Case Study: Medical Dataset Licensing
Transforming Pediatric & OB-GYN Care Through Precision Data Curation & Annotation Training
Unlocking the Power of Medical Data: Comprehensive Data Curation, De-identification, ICD-10 CM, and Annotation for Superior AI Model Training.
Project Overview
Shaip partnered with a leading healthcare AI company to curate and annotate high-quality, de-identified medical datasets for training advanced NLP models. The project focused on Pediatrics and OB-GYN specialties, delivering outpatient records annotated with ICD-10 CM codes via a robust API framework.
The dataset was structured to facilitate AI training on real-world healthcare documentation, enhancing model capability in understanding clinical narratives.

Key Stats
750 pages / ~300 outpatient records
Project Scope
Dataset Type | Specialty | Volume | Metadata Captured | Notes |
---|---|---|---|---|
Medical Notes | Pediatrics | 375 pages (~150 records) | File Name, Specialty, Document Type, Patient Class (Outpatient) | Includes Assessment / Plan sections |
OB-GYN | 375 pages (~150 records) | |||
Annotations | ICD-10 CM (2023) | Full Dataset | Code Mapping via API | Code validation by coders is out of scope |
Challenges
The project presented several critical challenges that required meticulous planning and execution:
Sourcing high-quality outpatient records exclusively from Pediatrics and OB-GYN specialties was challenging. Each document needed to include key clinical sections like Assessment and Plan to support accurate annotations.

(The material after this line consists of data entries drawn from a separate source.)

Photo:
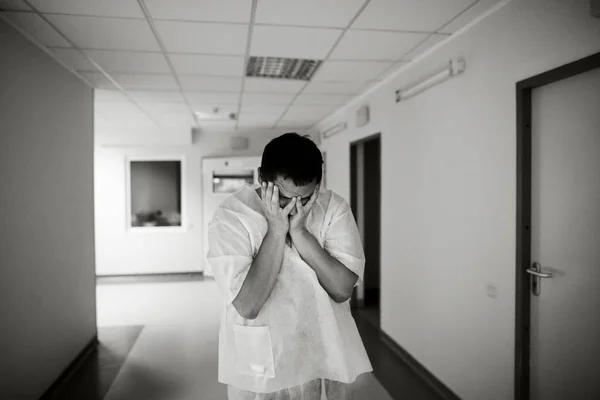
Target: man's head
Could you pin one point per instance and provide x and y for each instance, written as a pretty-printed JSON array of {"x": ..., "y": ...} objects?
[{"x": 294, "y": 163}]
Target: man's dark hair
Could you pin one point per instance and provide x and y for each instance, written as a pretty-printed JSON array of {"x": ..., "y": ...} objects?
[{"x": 294, "y": 157}]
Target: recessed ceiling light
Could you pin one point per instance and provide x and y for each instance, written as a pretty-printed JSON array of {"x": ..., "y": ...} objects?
[
  {"x": 282, "y": 68},
  {"x": 217, "y": 114}
]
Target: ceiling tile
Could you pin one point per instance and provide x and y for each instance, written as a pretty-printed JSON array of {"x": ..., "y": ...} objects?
[
  {"x": 145, "y": 81},
  {"x": 109, "y": 96},
  {"x": 375, "y": 45},
  {"x": 212, "y": 98},
  {"x": 127, "y": 62},
  {"x": 74, "y": 59},
  {"x": 194, "y": 64},
  {"x": 6, "y": 5},
  {"x": 103, "y": 8},
  {"x": 409, "y": 15},
  {"x": 258, "y": 124},
  {"x": 205, "y": 10},
  {"x": 300, "y": 113},
  {"x": 350, "y": 70},
  {"x": 38, "y": 28},
  {"x": 197, "y": 37},
  {"x": 334, "y": 87},
  {"x": 191, "y": 83},
  {"x": 258, "y": 108},
  {"x": 266, "y": 85},
  {"x": 427, "y": 44},
  {"x": 223, "y": 109},
  {"x": 268, "y": 98},
  {"x": 151, "y": 96},
  {"x": 326, "y": 13},
  {"x": 294, "y": 42},
  {"x": 292, "y": 124},
  {"x": 165, "y": 108},
  {"x": 266, "y": 119},
  {"x": 106, "y": 33},
  {"x": 174, "y": 119},
  {"x": 98, "y": 80},
  {"x": 469, "y": 15},
  {"x": 323, "y": 99}
]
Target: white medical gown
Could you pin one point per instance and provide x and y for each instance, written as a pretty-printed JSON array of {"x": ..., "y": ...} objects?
[{"x": 300, "y": 334}]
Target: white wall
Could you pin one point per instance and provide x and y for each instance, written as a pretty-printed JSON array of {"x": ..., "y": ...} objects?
[
  {"x": 121, "y": 251},
  {"x": 449, "y": 191},
  {"x": 47, "y": 282}
]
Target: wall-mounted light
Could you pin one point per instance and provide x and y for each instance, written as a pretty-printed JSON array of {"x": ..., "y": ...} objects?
[
  {"x": 454, "y": 67},
  {"x": 329, "y": 132}
]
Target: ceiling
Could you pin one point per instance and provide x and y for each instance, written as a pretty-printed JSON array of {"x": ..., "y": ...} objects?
[{"x": 155, "y": 63}]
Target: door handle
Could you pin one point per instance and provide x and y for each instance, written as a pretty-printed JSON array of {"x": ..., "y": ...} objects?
[
  {"x": 536, "y": 271},
  {"x": 540, "y": 274}
]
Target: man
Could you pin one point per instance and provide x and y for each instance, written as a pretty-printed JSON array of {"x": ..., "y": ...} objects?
[{"x": 286, "y": 257}]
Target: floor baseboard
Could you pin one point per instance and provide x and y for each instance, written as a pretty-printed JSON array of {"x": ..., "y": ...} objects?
[
  {"x": 418, "y": 368},
  {"x": 54, "y": 389}
]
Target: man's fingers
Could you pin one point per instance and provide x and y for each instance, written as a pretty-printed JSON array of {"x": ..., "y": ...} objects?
[
  {"x": 313, "y": 198},
  {"x": 275, "y": 198},
  {"x": 288, "y": 209},
  {"x": 268, "y": 194}
]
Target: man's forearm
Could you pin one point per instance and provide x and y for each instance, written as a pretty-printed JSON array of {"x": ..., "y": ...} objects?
[
  {"x": 261, "y": 277},
  {"x": 337, "y": 280}
]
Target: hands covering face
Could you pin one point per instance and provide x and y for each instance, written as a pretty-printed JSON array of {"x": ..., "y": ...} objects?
[
  {"x": 280, "y": 219},
  {"x": 297, "y": 221}
]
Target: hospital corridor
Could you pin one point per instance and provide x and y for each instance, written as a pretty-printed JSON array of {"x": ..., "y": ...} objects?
[{"x": 299, "y": 199}]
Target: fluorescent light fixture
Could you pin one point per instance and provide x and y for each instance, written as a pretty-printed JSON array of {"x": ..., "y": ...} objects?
[
  {"x": 216, "y": 115},
  {"x": 329, "y": 132},
  {"x": 454, "y": 67}
]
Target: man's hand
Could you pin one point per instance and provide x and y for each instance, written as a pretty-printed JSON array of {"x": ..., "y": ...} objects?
[
  {"x": 297, "y": 222},
  {"x": 277, "y": 218}
]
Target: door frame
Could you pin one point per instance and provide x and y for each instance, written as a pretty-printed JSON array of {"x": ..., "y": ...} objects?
[
  {"x": 524, "y": 90},
  {"x": 354, "y": 301}
]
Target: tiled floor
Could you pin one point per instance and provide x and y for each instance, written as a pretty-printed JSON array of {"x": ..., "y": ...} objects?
[{"x": 159, "y": 342}]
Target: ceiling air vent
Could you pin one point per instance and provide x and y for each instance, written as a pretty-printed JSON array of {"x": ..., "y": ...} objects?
[{"x": 282, "y": 68}]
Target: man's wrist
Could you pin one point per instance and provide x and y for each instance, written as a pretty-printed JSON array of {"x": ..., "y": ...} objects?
[{"x": 298, "y": 232}]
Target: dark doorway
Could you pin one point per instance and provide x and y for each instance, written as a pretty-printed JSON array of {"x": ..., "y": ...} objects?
[{"x": 365, "y": 198}]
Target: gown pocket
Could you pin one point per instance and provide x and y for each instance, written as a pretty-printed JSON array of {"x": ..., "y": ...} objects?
[{"x": 254, "y": 351}]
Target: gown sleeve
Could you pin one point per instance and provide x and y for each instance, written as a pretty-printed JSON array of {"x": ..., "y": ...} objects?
[
  {"x": 342, "y": 240},
  {"x": 229, "y": 252}
]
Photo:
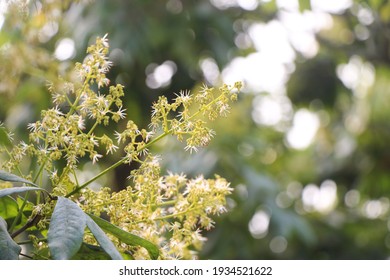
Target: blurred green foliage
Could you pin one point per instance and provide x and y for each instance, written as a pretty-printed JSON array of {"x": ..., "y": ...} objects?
[{"x": 279, "y": 208}]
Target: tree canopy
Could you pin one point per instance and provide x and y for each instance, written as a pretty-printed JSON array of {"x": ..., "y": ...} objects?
[{"x": 305, "y": 145}]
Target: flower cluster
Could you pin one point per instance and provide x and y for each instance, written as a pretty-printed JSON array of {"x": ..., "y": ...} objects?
[
  {"x": 186, "y": 123},
  {"x": 169, "y": 210}
]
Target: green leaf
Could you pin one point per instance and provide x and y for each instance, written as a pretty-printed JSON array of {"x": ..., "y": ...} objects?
[
  {"x": 8, "y": 207},
  {"x": 91, "y": 252},
  {"x": 103, "y": 240},
  {"x": 127, "y": 237},
  {"x": 4, "y": 138},
  {"x": 9, "y": 250},
  {"x": 5, "y": 176},
  {"x": 66, "y": 229},
  {"x": 9, "y": 191}
]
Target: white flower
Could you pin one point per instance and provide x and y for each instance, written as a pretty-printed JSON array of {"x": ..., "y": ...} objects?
[{"x": 95, "y": 158}]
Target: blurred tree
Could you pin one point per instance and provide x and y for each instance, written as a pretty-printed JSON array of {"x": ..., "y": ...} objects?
[{"x": 305, "y": 149}]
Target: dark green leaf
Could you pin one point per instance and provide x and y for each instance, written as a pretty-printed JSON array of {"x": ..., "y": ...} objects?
[
  {"x": 4, "y": 138},
  {"x": 9, "y": 191},
  {"x": 127, "y": 237},
  {"x": 5, "y": 176},
  {"x": 9, "y": 250},
  {"x": 91, "y": 252},
  {"x": 103, "y": 240},
  {"x": 8, "y": 207},
  {"x": 66, "y": 229}
]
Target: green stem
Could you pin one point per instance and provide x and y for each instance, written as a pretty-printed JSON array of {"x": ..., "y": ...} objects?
[
  {"x": 18, "y": 217},
  {"x": 108, "y": 169}
]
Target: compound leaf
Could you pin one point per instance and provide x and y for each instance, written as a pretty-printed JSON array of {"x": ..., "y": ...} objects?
[
  {"x": 9, "y": 250},
  {"x": 103, "y": 240},
  {"x": 127, "y": 237},
  {"x": 9, "y": 191},
  {"x": 9, "y": 177},
  {"x": 66, "y": 229}
]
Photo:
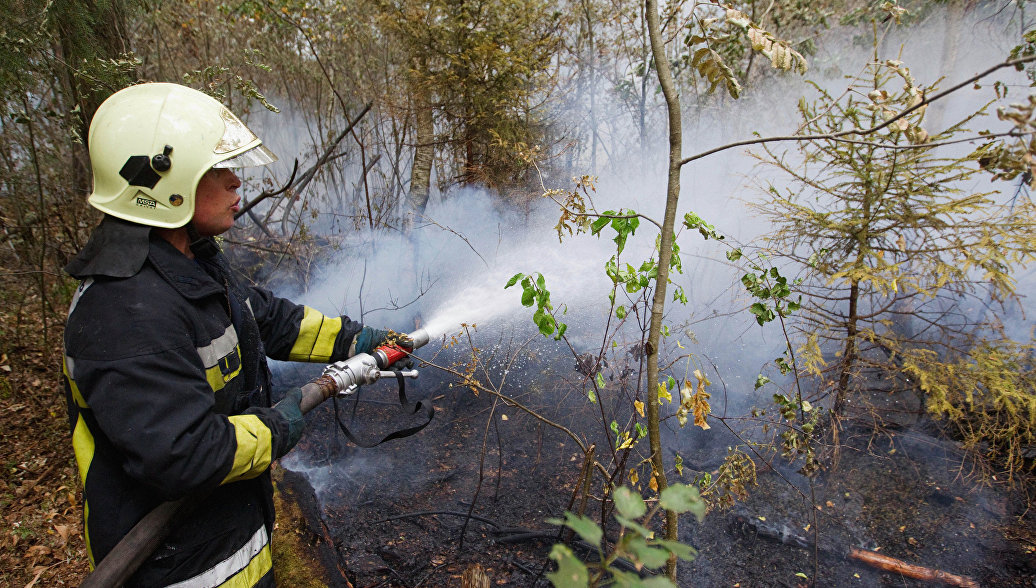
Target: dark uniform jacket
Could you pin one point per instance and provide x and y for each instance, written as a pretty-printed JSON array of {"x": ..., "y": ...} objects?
[{"x": 168, "y": 394}]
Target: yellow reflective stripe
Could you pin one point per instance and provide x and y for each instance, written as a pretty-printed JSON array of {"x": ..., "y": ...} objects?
[
  {"x": 255, "y": 447},
  {"x": 253, "y": 572},
  {"x": 316, "y": 336},
  {"x": 214, "y": 377},
  {"x": 82, "y": 442}
]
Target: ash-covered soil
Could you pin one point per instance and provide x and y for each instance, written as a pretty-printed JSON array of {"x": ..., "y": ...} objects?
[{"x": 397, "y": 515}]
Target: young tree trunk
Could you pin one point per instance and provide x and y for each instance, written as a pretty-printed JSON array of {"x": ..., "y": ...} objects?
[
  {"x": 664, "y": 257},
  {"x": 424, "y": 151},
  {"x": 849, "y": 358}
]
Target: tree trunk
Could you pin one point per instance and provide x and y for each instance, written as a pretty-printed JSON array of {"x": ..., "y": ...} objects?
[
  {"x": 424, "y": 151},
  {"x": 664, "y": 257},
  {"x": 849, "y": 358}
]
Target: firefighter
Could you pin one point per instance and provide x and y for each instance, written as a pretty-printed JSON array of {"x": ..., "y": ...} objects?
[{"x": 165, "y": 352}]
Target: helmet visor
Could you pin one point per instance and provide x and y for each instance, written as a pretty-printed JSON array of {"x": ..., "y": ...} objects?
[{"x": 258, "y": 155}]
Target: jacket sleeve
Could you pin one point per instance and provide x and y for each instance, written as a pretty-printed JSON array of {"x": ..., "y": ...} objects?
[
  {"x": 156, "y": 410},
  {"x": 299, "y": 333}
]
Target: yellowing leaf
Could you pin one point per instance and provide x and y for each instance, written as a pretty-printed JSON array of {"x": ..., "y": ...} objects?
[{"x": 663, "y": 392}]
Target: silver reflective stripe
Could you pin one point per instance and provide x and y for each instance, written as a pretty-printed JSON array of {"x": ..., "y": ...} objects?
[
  {"x": 228, "y": 567},
  {"x": 221, "y": 347},
  {"x": 79, "y": 292},
  {"x": 75, "y": 300}
]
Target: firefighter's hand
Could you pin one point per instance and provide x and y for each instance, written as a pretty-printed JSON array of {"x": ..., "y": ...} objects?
[
  {"x": 290, "y": 409},
  {"x": 367, "y": 341}
]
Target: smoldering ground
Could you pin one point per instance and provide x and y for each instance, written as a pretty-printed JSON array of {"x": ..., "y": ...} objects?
[{"x": 451, "y": 270}]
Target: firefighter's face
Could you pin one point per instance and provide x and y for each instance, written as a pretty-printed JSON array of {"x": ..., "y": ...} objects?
[{"x": 217, "y": 202}]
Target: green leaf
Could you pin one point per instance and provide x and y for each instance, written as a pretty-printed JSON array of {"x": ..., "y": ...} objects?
[
  {"x": 560, "y": 331},
  {"x": 514, "y": 280},
  {"x": 629, "y": 503},
  {"x": 571, "y": 572},
  {"x": 683, "y": 498},
  {"x": 546, "y": 323},
  {"x": 527, "y": 297}
]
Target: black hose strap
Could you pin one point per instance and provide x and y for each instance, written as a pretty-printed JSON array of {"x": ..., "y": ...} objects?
[{"x": 405, "y": 407}]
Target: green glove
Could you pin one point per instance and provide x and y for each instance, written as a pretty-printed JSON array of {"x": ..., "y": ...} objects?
[
  {"x": 367, "y": 341},
  {"x": 290, "y": 408}
]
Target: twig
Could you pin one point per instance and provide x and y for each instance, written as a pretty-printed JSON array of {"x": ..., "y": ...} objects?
[{"x": 429, "y": 512}]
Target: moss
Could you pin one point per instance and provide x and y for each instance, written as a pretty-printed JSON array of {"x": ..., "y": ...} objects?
[{"x": 294, "y": 561}]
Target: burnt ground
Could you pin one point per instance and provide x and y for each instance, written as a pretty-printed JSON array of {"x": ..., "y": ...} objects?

Ensuring complete removal of all personally identifiable information (PII) while maintaining the medical context was essential for HIPAA compliance. This required detailed reviews to prevent any privacy breaches.
Applying precise ICD-10 CM (2023) codes via API was complex due to varied narrative styles and medical terminology. Consistency and accuracy in coding were critical to ensure reliable AI model training.
Capturing and validating metadata such as specialty, document type, and patient class without discrepancies was vital. Any mismatch could impact model training and data usability.
Ensuring all records were strictly outpatient added complexity, as many clinical documents may contain mixed patient classes or incomplete sections.
Meeting the 90% accuracy threshold demanded multi-level reviews to eliminate duplicates, validate specialty alignment, and ensure de-identification — with provisions for rework when needed.
Solution
Comprehensive Data Licensing & Annotation
- Licensed pediatric and OB-GYN outpatient records
- Ensured inclusion of critical sections: Chief Complaint, History, ROS, Assessment, Plan
- API-based ICD-10 CM annotation (2023 version)
De-identification & Compliance
- Replaced PHI with placeholders (PERSON_NAME, DATE, LOCATION, etc.)
- Ensured compliance with healthcare data privacy standards
Metadata Tagging
- Captured detailed metadata per file:
-
- File Name
- Specialty (Pediatrics or OB-GYN)
- Document Type (Follow-up, H&P, Consultation)
- Patient Class (Outpatient Only)
Quality Control
- Rigorous quality assessments with:
- No duplicate records
- Specialty match validation
- Outpatient-only check
- Metadata consistency check
- Replacement or correction of records below 90% accuracy threshold
Outcome
Shaip delivered a structured, annotated medical notes dataset that enabled the client to:
- Train AI models for accurate ICD-10 CM code prediction
- Enhance NLP capabilities in real-world healthcare scenarios
- Maintain compliance with privacy and regulatory standards
- Scale healthcare AI models across pediatrics and OB-GYN domains
Shaip’s structured approach to dataset curation and annotation exceeded our expectations. The accuracy, de-identification, and metadata precision have significantly strengthened our AI model training pipeline.